Mark Zuckerberg said, “People influence people; nothing influences people more than a recommendation from a trusted friend. A trusted referral influences people more than the best broadcast message. A trusted referral is the holy grail of advertising.”
The case for Influencer Marketing
We may be looking to try a new brand of skin cream, try out a new salon, dine out in a restaurant, exchange your dishwasher, go on a holiday, pick a dentist for a consult, evaluate schools to finalise the admission of our child or recruit a personal assistant. We keep in mind our past experiences; rely on the insights of people we look up to and make up our minds on what we need. As internet penetration has been on the rise, social media will have nearly 3 billion users and thus, their habits of consuming information are changing.
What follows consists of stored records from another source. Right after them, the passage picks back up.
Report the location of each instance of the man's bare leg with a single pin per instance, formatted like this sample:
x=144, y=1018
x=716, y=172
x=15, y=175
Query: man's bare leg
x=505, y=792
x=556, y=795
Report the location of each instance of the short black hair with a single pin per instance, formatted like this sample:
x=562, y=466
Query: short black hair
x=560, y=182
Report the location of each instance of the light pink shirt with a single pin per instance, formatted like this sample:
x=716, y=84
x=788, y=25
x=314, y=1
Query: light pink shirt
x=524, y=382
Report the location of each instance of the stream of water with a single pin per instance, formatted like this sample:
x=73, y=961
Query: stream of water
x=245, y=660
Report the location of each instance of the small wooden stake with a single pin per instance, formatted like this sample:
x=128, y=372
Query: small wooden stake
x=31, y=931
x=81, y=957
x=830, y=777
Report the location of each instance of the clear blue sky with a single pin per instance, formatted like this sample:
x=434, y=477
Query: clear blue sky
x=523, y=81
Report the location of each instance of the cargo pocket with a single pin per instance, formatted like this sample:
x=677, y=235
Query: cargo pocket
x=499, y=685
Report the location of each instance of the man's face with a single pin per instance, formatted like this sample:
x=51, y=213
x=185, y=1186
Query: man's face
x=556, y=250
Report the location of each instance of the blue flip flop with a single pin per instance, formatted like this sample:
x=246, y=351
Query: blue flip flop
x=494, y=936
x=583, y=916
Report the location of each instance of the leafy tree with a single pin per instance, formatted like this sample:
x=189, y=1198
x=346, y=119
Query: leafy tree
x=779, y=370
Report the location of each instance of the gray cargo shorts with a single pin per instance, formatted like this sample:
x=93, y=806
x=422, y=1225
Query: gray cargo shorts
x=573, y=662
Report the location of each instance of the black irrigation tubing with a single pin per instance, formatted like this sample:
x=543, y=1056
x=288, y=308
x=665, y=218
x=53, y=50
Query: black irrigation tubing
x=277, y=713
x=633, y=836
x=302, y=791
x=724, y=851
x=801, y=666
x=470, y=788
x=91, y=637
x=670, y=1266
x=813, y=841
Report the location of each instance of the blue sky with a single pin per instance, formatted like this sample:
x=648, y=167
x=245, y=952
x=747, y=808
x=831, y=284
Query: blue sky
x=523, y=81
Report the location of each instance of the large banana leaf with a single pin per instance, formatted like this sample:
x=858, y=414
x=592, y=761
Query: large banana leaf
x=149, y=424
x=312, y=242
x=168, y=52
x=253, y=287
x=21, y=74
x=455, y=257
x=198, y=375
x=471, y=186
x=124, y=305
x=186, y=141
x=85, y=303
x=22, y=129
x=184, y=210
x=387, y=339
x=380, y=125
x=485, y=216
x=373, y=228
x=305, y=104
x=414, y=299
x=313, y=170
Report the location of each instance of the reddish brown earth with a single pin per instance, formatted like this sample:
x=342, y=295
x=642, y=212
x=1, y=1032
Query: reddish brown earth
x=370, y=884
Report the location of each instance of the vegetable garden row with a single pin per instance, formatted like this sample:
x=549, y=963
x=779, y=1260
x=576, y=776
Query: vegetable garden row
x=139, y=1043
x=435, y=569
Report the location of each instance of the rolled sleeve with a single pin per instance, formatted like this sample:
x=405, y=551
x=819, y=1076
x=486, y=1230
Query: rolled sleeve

The traditional methods have been to gather information from print, electronic media, friends and family. Over time, we are shifting towards the internet, emails and social media. We hear from brands directly; the marketing managers are putting a lot of effort to make sure that they communicate the value proposition of their products and services effectively to their target customers. They feel that their communication appears authentic and the brand is being perceived as reliable.
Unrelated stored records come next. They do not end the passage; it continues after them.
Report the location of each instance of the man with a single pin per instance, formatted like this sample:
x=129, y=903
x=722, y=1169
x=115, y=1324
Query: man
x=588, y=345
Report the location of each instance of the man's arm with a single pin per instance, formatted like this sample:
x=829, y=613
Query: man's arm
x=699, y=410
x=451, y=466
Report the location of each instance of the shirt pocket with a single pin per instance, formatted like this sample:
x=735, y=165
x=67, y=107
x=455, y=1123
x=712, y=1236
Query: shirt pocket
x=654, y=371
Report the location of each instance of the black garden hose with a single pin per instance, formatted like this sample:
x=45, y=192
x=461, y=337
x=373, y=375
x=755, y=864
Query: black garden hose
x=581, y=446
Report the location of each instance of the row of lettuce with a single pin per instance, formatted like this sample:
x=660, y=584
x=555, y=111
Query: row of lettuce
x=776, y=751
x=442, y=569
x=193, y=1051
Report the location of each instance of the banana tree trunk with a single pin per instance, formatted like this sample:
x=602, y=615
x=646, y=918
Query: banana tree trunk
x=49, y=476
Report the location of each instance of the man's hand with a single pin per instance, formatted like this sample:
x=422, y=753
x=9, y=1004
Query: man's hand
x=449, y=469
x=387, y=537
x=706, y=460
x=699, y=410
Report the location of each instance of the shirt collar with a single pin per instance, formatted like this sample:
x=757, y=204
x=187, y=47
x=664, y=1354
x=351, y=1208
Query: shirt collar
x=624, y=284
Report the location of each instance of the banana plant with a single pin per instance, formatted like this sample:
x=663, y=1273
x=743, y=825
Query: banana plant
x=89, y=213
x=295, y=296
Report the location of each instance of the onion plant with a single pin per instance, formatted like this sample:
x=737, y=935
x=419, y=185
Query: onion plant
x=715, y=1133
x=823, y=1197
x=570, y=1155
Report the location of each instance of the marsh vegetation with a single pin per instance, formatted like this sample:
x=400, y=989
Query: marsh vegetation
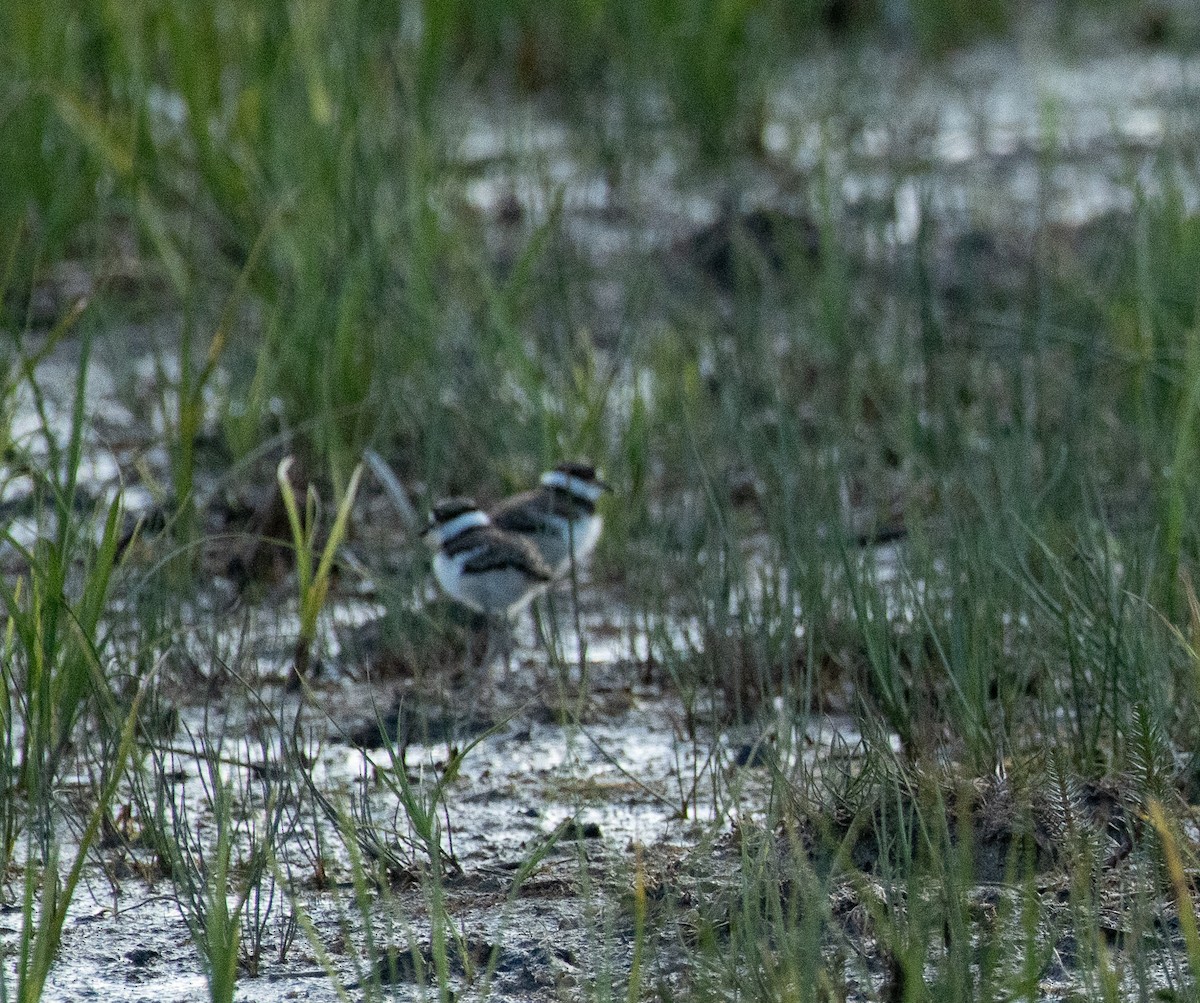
x=882, y=320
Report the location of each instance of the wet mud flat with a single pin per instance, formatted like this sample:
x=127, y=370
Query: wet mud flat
x=580, y=830
x=589, y=817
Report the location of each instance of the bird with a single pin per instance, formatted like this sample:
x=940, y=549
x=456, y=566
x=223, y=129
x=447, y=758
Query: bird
x=483, y=566
x=558, y=517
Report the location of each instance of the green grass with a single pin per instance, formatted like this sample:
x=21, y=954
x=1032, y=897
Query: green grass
x=1021, y=666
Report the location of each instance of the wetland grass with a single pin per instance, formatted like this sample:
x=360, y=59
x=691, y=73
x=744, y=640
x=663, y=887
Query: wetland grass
x=1014, y=818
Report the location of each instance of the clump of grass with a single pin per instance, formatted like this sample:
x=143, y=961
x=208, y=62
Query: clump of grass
x=313, y=571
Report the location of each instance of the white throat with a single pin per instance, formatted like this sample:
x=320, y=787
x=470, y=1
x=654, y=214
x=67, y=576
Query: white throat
x=460, y=524
x=573, y=485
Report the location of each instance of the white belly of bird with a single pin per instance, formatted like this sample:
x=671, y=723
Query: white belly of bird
x=567, y=536
x=499, y=592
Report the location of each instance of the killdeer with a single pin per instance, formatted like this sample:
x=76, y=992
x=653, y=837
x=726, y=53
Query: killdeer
x=481, y=566
x=558, y=516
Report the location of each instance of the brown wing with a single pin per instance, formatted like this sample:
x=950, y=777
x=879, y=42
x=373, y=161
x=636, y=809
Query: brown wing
x=523, y=512
x=504, y=551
However, the customers have started relying on the feedback from users and the view of the experts. There are several platforms dedicated to gathering customer feedback; for example, employees go to glassdoor to talk about their experiences with their employer and thus, a potential employee builds his or her perception about the company to decide if he or she should sign up. Similarly, there are platforms like mouthshut, productWiki which give user reviews. Popular social media like YouTube, Instagram, Facebook have loads of content talking about a product or a service.
Seth Godin rightly says, “People do not buy goods and services; they buy relations, stories and magic.” Brands have to bring stories to their prospective customers either by themselves or by the people trusted by their prospective customers.
How do we go about it?
We have to find real people who are passionate about our brand and have the experience of using our brand. Celebrities may have a huge influence on the target audience, however, in today’s world, especially social media, one is looking for genuine reviews and first-hand experience with the brand. Even if a celebrity endorses a product, the opinion might come across as a piece of review that lacks authenticity and genuineness. Consumers could feel that the message of the celebrity is sponsored by the brand and hence, not genuine. So, we need to find real people who have a large influence, for example, a blogger or a vlogger in the related field.
Employees of an organisation can be strong influencers when they share their real-life stories and talk about their first-hand experiences on a social media platform. Sometimes, an employee could be an expert in a particular field and the opinions shared by him or her could be highly valued. And it is important to organise real-time interactions with the followers. We have to encourage the employees to keep sharing their stories on social media platforms and recognise their efforts to help our brand positively. We have to amplify the voices helping the brand.
Customer testimonials are a great way of influencing prospective customers. However, the feedback of the customers must be real-time and relevant; else, the brand could appear outdated, inconsistent and unreliable.
What about the traditional methods?
A question arises if the traditional methods of advertising and digital marketing to create the pull are irrelevant now. Influencer marketing will pick up in the days to come; early adopters have been the brands that are modern and new. In the days ahead, we will see the traditional channels adapt to the new developments and bring out innovative programmes for brands to leverage their reach.